MSH: So, if we dilute information in any way, we lie? So when my four year old asks where babies come from, and I say “mommy and daddy get together and then there’s a baby,” completing omitting the details of sexual intercourse, I’m a liar? Say what? What’s the alternative? To tell my four year old to go away? To tell her all about how mommy and daddy have sex? (Maybe a video would be better since her vocabulary is limited-besides, I wouldn’t want people to know I talk about this stuff to my toddler). Should I tell her she’s not old enough to understand, so forget it? Wonder why God didn’t do that, since I’m not reading about genetics and embryology in 1 Cor 11 (i.e., he said SOMETHING to us). No, this has nothing to do with God’s purity and holiness; it has to do with God being far superior to us and our frailty. God isn’t lying when he dilutes information and allows the human writers to think poorly about science. We wouldn’t understand it anyway. We’d have no way to process it. Perhaps a parallel illustration will help. The setting for what follows is different, but it goes to the issue of withholding information being appropriate and not lying. Where is it written in Scripture that we have to give full, precise answers to questions like, “Do I look fat in this dress?”; “Do you like my hair?”; “Doctor, did my little boy suffer before he died?”; “Where’s your mom, kid; I want to teach her a lesson?” Bunk. There is room for tact and protection from harm in the words we use. The command “thou shalt not bear false witness” refers to uttering words, and, in context, in a courtroom setting (the biblical “by two or three witnesses things will be known” idea). The purpose of the law is NOT to allow evil to grow and take power over people – it is to stop evil. When evildoers would use the law for evil, THAT is a distortion of the law. Undoing or forbidding acts of heroism and courtesy is NOT the purpose of the ninth command. The command was not given to allow evil to proliferate, to have others suffer, to have children lose innocence, or to compel people to be rude.

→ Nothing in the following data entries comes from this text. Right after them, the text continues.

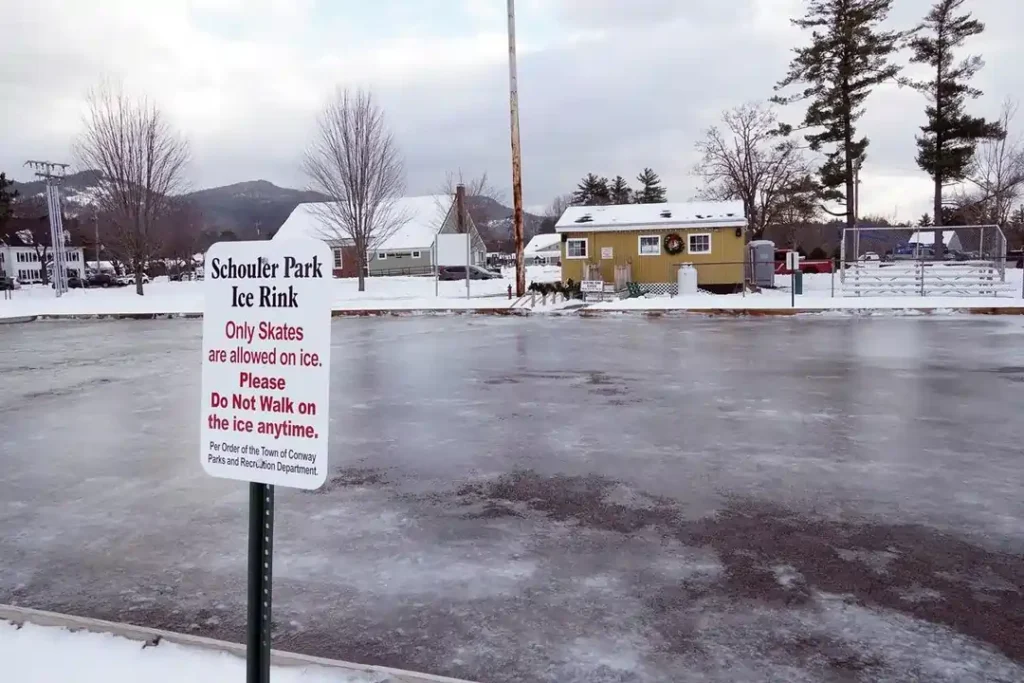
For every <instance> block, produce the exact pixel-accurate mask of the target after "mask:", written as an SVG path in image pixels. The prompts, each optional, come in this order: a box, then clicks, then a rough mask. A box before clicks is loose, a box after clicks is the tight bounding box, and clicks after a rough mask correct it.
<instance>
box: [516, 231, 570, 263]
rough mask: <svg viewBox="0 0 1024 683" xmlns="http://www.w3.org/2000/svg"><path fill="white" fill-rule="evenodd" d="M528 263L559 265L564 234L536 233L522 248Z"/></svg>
mask: <svg viewBox="0 0 1024 683" xmlns="http://www.w3.org/2000/svg"><path fill="white" fill-rule="evenodd" d="M522 255H523V260H524V262H525V263H526V265H559V264H561V259H562V236H560V234H557V233H554V232H552V233H548V234H536V236H534V239H531V240H530V241H529V242H528V243H527V244H526V247H525V248H524V249H523V250H522Z"/></svg>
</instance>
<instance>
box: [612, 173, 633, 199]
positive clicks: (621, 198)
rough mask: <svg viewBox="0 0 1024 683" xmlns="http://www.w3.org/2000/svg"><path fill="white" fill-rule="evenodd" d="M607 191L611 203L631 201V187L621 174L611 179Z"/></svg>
mask: <svg viewBox="0 0 1024 683" xmlns="http://www.w3.org/2000/svg"><path fill="white" fill-rule="evenodd" d="M608 193H609V195H610V197H611V203H612V204H630V203H631V202H632V201H633V189H632V188H631V187H630V183H628V182H626V178H624V177H623V176H621V175H616V176H615V179H614V180H612V181H611V185H610V186H609V187H608Z"/></svg>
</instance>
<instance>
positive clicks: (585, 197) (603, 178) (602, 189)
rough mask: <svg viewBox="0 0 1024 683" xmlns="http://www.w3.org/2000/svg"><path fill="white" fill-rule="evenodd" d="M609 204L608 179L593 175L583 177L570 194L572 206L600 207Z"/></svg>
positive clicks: (609, 199) (610, 191) (595, 175)
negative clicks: (575, 189)
mask: <svg viewBox="0 0 1024 683" xmlns="http://www.w3.org/2000/svg"><path fill="white" fill-rule="evenodd" d="M610 203H611V191H610V190H609V189H608V179H607V178H603V177H598V176H596V175H594V174H593V173H588V174H587V175H586V176H584V178H583V180H581V181H580V184H579V185H577V190H575V191H574V193H572V206H602V205H605V204H610Z"/></svg>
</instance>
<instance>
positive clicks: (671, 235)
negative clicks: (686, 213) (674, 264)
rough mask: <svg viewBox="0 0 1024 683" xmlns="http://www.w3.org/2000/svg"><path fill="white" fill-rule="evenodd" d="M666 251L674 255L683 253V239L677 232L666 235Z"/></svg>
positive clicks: (665, 243) (665, 245)
mask: <svg viewBox="0 0 1024 683" xmlns="http://www.w3.org/2000/svg"><path fill="white" fill-rule="evenodd" d="M665 251H666V252H667V253H669V254H672V255H673V256H675V255H676V254H680V253H682V251H683V239H682V238H681V237H679V236H678V234H676V233H675V232H671V233H669V234H667V236H665Z"/></svg>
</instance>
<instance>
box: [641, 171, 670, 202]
mask: <svg viewBox="0 0 1024 683" xmlns="http://www.w3.org/2000/svg"><path fill="white" fill-rule="evenodd" d="M637 182H639V183H640V189H638V190H637V191H636V194H635V195H634V201H635V202H636V203H637V204H664V203H665V202H666V195H667V191H666V189H665V187H663V186H662V178H659V177H658V175H657V173H654V171H652V170H651V169H649V168H645V169H644V170H643V172H642V173H641V174H640V175H638V176H637Z"/></svg>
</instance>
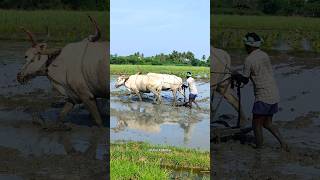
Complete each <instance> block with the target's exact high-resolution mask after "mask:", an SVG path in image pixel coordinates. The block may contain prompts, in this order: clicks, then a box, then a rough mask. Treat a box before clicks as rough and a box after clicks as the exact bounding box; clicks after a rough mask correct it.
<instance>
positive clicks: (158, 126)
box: [111, 102, 202, 144]
mask: <svg viewBox="0 0 320 180" xmlns="http://www.w3.org/2000/svg"><path fill="white" fill-rule="evenodd" d="M127 106H128V108H129V110H128V111H125V113H124V111H123V110H121V111H119V110H116V109H113V108H112V109H111V116H115V117H116V118H117V125H116V127H114V128H112V129H113V131H115V132H121V131H124V130H126V129H134V130H139V131H142V132H144V133H160V132H161V126H162V125H166V124H167V125H168V124H172V125H179V127H180V128H181V129H183V132H184V143H186V144H187V143H188V142H189V140H190V139H191V136H192V133H193V129H194V126H195V124H197V123H198V122H199V121H201V120H202V117H201V116H199V115H197V114H194V113H192V112H191V111H189V113H187V114H185V113H184V111H183V110H180V108H169V109H168V106H154V105H152V104H148V103H143V102H137V103H135V104H132V103H128V104H127Z"/></svg>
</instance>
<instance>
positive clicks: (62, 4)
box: [0, 0, 110, 11]
mask: <svg viewBox="0 0 320 180" xmlns="http://www.w3.org/2000/svg"><path fill="white" fill-rule="evenodd" d="M0 9H24V10H41V9H70V10H100V11H105V10H109V9H110V0H23V1H21V0H0Z"/></svg>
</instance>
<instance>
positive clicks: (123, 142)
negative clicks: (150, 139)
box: [110, 142, 210, 179]
mask: <svg viewBox="0 0 320 180" xmlns="http://www.w3.org/2000/svg"><path fill="white" fill-rule="evenodd" d="M110 159H111V161H110V172H111V179H170V176H171V173H172V170H173V169H175V170H188V171H192V170H194V171H199V170H204V171H209V170H210V156H209V152H207V151H197V150H194V149H185V148H176V147H170V146H160V145H150V144H148V143H144V142H115V143H112V144H111V147H110Z"/></svg>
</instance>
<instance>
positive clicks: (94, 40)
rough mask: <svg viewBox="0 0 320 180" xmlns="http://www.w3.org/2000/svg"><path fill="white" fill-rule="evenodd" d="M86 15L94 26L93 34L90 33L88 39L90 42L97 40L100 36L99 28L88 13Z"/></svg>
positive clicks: (97, 40)
mask: <svg viewBox="0 0 320 180" xmlns="http://www.w3.org/2000/svg"><path fill="white" fill-rule="evenodd" d="M88 17H89V19H90V21H91V22H92V24H93V25H94V28H95V34H94V35H91V36H90V37H89V39H90V41H91V42H95V41H98V40H99V39H100V36H101V32H100V28H99V26H98V24H97V22H96V20H94V19H93V18H92V17H91V16H90V15H88Z"/></svg>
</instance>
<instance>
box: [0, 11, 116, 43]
mask: <svg viewBox="0 0 320 180" xmlns="http://www.w3.org/2000/svg"><path fill="white" fill-rule="evenodd" d="M87 14H90V15H91V16H92V17H94V18H95V19H96V21H97V22H98V24H99V26H100V28H101V31H102V32H103V33H102V39H106V40H109V29H110V28H109V13H107V12H103V11H66V10H39V11H23V10H0V24H1V26H0V39H2V40H25V39H27V38H26V35H25V33H23V32H22V31H21V29H20V26H24V27H26V28H27V29H29V30H30V31H32V32H34V33H35V35H37V37H38V39H45V37H46V28H47V27H48V28H49V32H50V39H49V41H59V42H68V41H77V40H82V39H84V38H86V37H87V36H88V35H89V34H92V33H93V27H92V24H91V22H90V21H89V18H88V17H87Z"/></svg>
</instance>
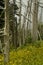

Furthermore, such a process of accommodation, if it actually had occurred, would create a serious moral problem for us. We are to be imitators of God’s moral character (Lev. 11:44; Luke 6:36; Eph. 5:1; 1 Peter 5:1, et al.). Paul says, since in our new natures we are becoming more like God (Eph. 4:24), we should “put away falsehood” and “speak the truth” with one another (v. 25). We are to imitate God’s truthfulness in our speech. However, if the accommodation theory is correct, then God intentionally made incidental affirmations of falsehood in order to enhance communication. Therefore, would it not also be right for us intentionally to make incidental affirmations of falsehood whenever it would enhance communication? Yet this would be tantamount to saying that a minor falsehood told for a good purpose (a “white lie”) is not wrong. Such a position, contradicted by the Scripture passages cited above concerning God’s total truthfulness in speech, cannot be held to be valid.
MSH: This is quite misguided. If you think withholding information is lying, then go read 1 Samuel 16. Frankly, I can’t wait to get to God’s use of deception for a thread on the blog. These objections are poorly argued. I could go into more detail, but this should be sufficient.